The gut microbiome is a vital and important part of human health that touches so many aspects of our daily lives, yet it works in very unpredictable ways.
For example, consider how certain drugs interact with the human gut. Sometimes, they do work but not so well at other times, as we learned about statin drugs.
“For example, certain drugs work fine when given intravenously and go directly to the [blood] circulation, but when they are taken orally and pass through the gut, they don’t work,” says senior study author Dr. Hariom Yadav, a researcher at the Wake Forest School of Medicine.
As we’ve seen previously, metformin works well with the gut, although some patients who take it tend to experience more side effects (nausea, diarrhea and flatulence).
Based on their review of studies, Wake Forest researchers determined the metabolic capacity of a patient’s microbiome may influence how various drugs aimed at treating type 2 diabetes are absorbed and function in effective, inactive or even toxic ways.

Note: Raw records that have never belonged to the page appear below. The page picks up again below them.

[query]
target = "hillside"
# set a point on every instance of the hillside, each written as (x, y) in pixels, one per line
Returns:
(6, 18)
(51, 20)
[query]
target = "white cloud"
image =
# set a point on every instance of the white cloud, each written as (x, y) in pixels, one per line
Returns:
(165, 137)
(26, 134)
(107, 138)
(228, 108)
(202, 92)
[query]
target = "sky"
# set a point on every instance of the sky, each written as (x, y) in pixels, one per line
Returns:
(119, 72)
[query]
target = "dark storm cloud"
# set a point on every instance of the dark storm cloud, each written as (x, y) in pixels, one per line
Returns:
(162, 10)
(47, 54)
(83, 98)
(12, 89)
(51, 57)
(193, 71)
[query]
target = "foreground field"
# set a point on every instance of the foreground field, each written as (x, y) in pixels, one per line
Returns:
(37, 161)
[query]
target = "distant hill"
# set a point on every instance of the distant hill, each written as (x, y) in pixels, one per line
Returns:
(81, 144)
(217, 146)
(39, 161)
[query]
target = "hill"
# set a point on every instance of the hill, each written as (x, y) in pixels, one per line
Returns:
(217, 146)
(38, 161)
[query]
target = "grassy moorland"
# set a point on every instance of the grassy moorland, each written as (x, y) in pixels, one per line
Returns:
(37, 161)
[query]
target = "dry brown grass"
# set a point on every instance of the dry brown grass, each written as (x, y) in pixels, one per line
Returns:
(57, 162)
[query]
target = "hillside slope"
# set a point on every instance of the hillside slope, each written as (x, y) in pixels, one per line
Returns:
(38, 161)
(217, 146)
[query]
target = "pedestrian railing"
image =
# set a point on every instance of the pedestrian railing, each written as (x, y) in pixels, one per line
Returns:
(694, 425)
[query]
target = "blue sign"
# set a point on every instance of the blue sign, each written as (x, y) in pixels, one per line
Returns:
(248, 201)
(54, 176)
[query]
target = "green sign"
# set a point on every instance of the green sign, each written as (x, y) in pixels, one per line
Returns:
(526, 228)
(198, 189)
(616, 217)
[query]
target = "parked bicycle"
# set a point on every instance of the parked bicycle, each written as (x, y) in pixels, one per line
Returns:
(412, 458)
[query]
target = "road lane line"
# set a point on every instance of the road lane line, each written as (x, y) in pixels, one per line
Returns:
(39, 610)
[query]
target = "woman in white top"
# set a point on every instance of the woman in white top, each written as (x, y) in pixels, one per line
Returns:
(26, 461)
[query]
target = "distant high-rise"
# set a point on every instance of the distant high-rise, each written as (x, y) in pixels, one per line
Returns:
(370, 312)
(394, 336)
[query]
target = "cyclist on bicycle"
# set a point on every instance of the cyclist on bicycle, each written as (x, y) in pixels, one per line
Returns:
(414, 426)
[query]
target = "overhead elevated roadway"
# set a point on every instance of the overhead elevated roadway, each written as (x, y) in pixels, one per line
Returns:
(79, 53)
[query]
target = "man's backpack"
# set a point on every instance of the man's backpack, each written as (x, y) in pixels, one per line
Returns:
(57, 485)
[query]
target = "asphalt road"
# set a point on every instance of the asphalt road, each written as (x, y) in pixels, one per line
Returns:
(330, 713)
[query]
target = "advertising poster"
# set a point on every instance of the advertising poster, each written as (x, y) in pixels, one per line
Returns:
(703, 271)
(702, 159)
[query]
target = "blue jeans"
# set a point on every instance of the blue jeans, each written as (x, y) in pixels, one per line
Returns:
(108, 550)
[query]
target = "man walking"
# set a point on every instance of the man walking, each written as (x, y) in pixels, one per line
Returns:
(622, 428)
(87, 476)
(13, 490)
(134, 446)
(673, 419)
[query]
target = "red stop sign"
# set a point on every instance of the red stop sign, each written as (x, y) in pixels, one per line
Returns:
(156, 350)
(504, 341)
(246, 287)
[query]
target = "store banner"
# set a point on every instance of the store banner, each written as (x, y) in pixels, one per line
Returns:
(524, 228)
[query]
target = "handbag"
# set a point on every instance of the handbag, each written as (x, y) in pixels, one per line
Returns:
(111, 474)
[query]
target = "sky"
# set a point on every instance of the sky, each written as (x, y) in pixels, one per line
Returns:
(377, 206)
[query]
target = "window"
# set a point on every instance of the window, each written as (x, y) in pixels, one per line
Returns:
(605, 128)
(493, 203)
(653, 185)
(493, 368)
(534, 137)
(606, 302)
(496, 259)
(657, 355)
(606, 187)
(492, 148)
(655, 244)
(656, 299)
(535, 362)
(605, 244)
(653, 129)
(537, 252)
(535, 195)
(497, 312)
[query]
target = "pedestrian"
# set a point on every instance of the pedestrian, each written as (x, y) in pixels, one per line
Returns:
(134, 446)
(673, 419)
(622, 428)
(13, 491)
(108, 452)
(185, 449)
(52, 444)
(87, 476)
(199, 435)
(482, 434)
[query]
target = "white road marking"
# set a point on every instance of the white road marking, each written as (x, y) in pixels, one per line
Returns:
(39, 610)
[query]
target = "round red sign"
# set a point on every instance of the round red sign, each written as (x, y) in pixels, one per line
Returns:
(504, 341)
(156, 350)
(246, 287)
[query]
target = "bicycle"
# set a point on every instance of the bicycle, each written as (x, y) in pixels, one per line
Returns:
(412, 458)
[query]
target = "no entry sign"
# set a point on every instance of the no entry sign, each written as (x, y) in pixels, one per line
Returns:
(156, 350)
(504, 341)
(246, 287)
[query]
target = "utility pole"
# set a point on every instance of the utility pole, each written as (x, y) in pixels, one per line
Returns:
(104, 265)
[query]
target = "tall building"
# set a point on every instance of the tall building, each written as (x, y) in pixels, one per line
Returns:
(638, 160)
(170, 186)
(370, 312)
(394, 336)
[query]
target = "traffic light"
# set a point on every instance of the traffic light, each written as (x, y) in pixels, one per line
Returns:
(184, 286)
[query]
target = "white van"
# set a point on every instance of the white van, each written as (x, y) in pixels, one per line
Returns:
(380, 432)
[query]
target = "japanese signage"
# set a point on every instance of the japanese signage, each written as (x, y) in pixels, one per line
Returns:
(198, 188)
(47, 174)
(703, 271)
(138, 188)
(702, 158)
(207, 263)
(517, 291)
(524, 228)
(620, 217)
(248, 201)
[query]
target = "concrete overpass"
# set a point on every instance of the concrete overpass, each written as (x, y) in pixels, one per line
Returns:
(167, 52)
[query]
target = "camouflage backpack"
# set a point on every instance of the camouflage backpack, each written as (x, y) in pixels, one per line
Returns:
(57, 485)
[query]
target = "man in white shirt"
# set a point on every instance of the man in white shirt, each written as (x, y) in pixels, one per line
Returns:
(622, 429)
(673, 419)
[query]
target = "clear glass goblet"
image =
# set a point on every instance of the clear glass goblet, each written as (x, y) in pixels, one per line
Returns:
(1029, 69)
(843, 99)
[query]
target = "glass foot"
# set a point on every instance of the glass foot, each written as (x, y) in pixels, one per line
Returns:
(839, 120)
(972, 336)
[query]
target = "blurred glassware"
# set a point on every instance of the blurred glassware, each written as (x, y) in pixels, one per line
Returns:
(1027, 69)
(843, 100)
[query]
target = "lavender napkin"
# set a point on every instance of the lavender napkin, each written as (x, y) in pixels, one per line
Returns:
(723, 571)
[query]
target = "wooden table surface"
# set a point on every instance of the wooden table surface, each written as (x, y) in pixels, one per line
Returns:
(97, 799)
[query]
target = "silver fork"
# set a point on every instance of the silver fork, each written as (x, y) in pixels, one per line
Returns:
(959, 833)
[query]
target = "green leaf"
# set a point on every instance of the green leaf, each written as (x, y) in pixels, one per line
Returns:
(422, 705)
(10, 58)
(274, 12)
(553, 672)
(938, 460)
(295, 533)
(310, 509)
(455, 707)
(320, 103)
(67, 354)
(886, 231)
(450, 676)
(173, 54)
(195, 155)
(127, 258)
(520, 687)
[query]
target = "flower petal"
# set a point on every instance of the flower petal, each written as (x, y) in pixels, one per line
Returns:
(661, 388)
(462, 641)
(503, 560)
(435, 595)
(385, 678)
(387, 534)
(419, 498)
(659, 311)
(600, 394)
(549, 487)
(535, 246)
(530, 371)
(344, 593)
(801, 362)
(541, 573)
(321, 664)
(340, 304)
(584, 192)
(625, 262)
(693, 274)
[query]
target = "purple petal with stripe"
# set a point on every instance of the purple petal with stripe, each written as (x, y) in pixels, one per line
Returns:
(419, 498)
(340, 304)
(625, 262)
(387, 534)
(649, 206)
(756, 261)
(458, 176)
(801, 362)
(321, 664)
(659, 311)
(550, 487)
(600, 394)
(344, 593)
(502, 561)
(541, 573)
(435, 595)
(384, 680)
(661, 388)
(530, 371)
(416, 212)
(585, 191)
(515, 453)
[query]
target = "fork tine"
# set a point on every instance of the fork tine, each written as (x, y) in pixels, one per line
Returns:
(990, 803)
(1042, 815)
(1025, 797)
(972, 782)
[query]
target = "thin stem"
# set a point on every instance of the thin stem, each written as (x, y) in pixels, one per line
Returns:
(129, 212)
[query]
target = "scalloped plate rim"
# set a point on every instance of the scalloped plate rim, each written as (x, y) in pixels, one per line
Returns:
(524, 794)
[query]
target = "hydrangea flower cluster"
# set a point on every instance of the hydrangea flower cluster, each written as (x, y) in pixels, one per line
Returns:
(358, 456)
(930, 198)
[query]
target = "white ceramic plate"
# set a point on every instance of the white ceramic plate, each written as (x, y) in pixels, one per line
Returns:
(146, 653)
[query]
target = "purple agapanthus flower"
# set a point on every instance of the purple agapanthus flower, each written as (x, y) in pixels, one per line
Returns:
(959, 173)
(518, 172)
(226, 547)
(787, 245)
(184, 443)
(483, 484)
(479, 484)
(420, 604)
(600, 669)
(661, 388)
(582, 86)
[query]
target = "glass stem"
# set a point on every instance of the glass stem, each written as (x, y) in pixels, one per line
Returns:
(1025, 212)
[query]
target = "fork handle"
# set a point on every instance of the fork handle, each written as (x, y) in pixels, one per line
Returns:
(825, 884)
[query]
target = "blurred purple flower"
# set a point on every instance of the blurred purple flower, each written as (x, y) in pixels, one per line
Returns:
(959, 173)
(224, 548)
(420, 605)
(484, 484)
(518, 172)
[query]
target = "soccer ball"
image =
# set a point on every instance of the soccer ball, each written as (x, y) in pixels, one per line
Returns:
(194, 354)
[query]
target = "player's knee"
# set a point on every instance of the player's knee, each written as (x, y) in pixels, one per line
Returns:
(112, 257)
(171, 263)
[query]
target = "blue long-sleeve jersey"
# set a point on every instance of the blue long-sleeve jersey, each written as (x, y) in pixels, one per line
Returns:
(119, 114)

“We believe that differences in an individual’s microbiome help explain why drugs will show a 90 or 50 percent optimum efficacy, but never 100 percent,” Dr. Yadav said.
Now, Wake Forest researchers are taking the next important gut-friendly step by testing prebiotics, a natural component of non-digestible plant fiber that feeds the good bacteria living in your gut, and probiotics that may help diabetes drugs work more effectively.
Could a multi-species probiotic containing 10 kinds of beneficial bacteria plus a handy prebiotic (FOS) like EndoMune Advanced Probiotic make gut-friendly difference in the way patients take their drugs?
The evidence is growing!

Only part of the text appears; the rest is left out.